Mais uma vez, fui surpreendida pelo comentário cívico do Arnaldo sugerindo que existe alguma relação entre meu mau humor com meu ciclo menstrual e, não necessariamente, com a presença de um ser humano como ele no departamento.
Segurei a vontade de mandar ele ir tomar algo em algum dos locais mais inóspitos do corpo humano ou do planeta Terra e hoje, só hoje, resolvi ignorar.
Eu tô de calcinha nova.
E não é qualquer calcinha. É a oitava maravilha da alfaiataria em renda e cetim. Uma coisa tão linda, mas tão fina e tão macia, menina, que, se eu a cortasse e abrisse em cima da mesa de jantar, você poderia jurar que é uma toalha Bourbon da mais alta classe.
Preta, a danada, com fios de linho acetinados bordô alternados com os belos trançados de fita e barras douradas. Uma riqueza!
Hoje tô poderosa. Eu e minha calcinha preta de rendinha.
Não é daquele tipinho fio dental, assim vulgar, não, mas é quase. A faixa vertical interglútea mantém o grau certo de castidade e finge que esconde as redundâncias do meu quadril voluptuoso.
Custou os olhos da cara, mas quando eu vi, mana, já estava enfeitiçada. Na hora em que a atendente da loja falou em voz alta o preço, quase desisto da graça. Então, pensei. “Eu mereço!” Eu gasto com o filho, com o mercado, com o marido, com o flanelinha. Hoje essa calcinha de renda sai dessa loja comigo.
Estou cansada. Deste momento em diante está instaurada a greve de bege. Chega de usar ceroulas. Deus que me perdoe, mamãe bem que tentou, coitada, mas não tenho a mínima aptidão para freira. Então, por que diabos eu tenho que usar as mesmas roupas de baixo que as comadres?
Chega de rasgo ou de calcinha frouxa. Não me venha com modelo de algodão, muito menos com aquelas estampas de bichinhos ou cheias de mimos. Nada com cara de felicidade.

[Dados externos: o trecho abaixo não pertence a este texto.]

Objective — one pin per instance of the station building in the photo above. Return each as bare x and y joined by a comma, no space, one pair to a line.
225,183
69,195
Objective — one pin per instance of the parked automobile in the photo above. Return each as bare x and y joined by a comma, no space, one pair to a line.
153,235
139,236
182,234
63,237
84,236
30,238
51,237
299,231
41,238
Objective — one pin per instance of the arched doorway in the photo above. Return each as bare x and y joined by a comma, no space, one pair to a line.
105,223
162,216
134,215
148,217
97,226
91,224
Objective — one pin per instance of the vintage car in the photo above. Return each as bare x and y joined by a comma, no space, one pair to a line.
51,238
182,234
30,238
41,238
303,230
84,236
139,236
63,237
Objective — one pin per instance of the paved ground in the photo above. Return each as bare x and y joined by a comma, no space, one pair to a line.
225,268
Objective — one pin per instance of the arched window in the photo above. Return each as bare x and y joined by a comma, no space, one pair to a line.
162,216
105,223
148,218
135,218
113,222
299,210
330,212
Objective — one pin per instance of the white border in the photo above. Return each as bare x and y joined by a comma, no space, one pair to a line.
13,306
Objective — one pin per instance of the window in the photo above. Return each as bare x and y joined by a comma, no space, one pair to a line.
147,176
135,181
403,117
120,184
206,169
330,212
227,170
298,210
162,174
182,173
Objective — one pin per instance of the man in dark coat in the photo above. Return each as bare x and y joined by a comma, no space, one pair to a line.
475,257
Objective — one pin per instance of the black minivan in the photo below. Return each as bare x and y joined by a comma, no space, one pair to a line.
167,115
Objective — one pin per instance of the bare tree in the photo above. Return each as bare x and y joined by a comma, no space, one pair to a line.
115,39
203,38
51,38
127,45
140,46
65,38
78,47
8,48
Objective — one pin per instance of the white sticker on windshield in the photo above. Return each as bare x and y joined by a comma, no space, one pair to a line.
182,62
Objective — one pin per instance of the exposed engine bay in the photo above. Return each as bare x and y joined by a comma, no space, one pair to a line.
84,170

Eu quero é a anticastidade, o germe do pecado, a volúpia, a luxúria implantada, enxertada na pele. Quero ter um bom motivo para ser condenada, a libertinagem contida, a obscenidade enjaulada, matando toda minha sede de seda.
Deus que proteja os que cruzarem o meu caminho.
Não preciso que ninguém a veja. Basta que ela esteja aqui comigo, que eu sinta. O colete sentinela de elegância dos meus Países Baixos. Algo caro que proteja e cubra com todo charme e glamour as minhas partes, também nobres, além das outras tantas que tenho acima do pescoço.
Não é pra nenhum amante. Não iria desperdiçar essa lindeza de maneira tão fugaz com um homem comum. Um pervertido, um depravado qualquer sequer vai tocá-la. Me recuso a permitir que um ser ordinário goze de tamanha honra ao retirá-la sem um bom motivo.
Hoje pode vir, meu amigo. Pode vir o motoqueiro abusado me cortar no trânsito. Qualquer ogro motorista que vier xingar a minha baliza. Meu chefe pode até rir e fazer aquela cara abusada de quem acha que sabe o que tá falando, arrotar uma piada e depois rir sozinho da própria graça. Hoje eu não ligo. Não rebato. Não carrego homens comigo. Tô com o poder reforçado.
Não quero nem saber: hoje não lavo a louça. Não ajeito roupa na máquina. Vou assistir dorama de pés pra cima no sofá, comendo pipoca amanteigada. Vou pedir jantar mais caro que a entrega pelo aplicativo. Me ponho na condição de moça da realeza, expoente, potente, sensual e indecente, por que não, carregadora de todo poder xamã do esplendor de vida entre as pernas alçado pelas virilhas. Aquela alma que, no fundo, não nega fogo.
Hoje eu tô só o osso!
Saio desfilando, rebolando as cadeiras. Vou fazer uma zona. Atravesso a rua, sem olhar para os dois lados. Vou parar a pista. E se eu tiver a sorte de ser atropelada, que venham os bombeiros, os paramédicos. Que venham, homens de farda, me toquem, rasguem sem dó ou piedade a minha roupa, ainda na sarjeta ou na ambulância. E lá, em meio ao caos, feridas e sangue, tão logo vão saber, de cara, que se trata de uma mulher relevante.
E mesmo que eu me acabe, que eu morra, toda roxa e estropiada e que meu corpo padeça numa maca metálica fria da sala de emergência, ainda assim, serei o brilho e a atenção dos olhares. Vão ali acolher tamanha tristeza, lamentar a perda de uma mulher tão forte, tão nobre, tadinha, e hão ainda, por entre cantos de boca dos corredores do hospital, a conversas baixinhas, exprimir suas lamúrias.
“Pobre da moça.”
“Tão jovem…”
“Tão bonita!”
“Nossa, que calcinha linda.”
E o meu cadáver, com o sorriso da Monalisa.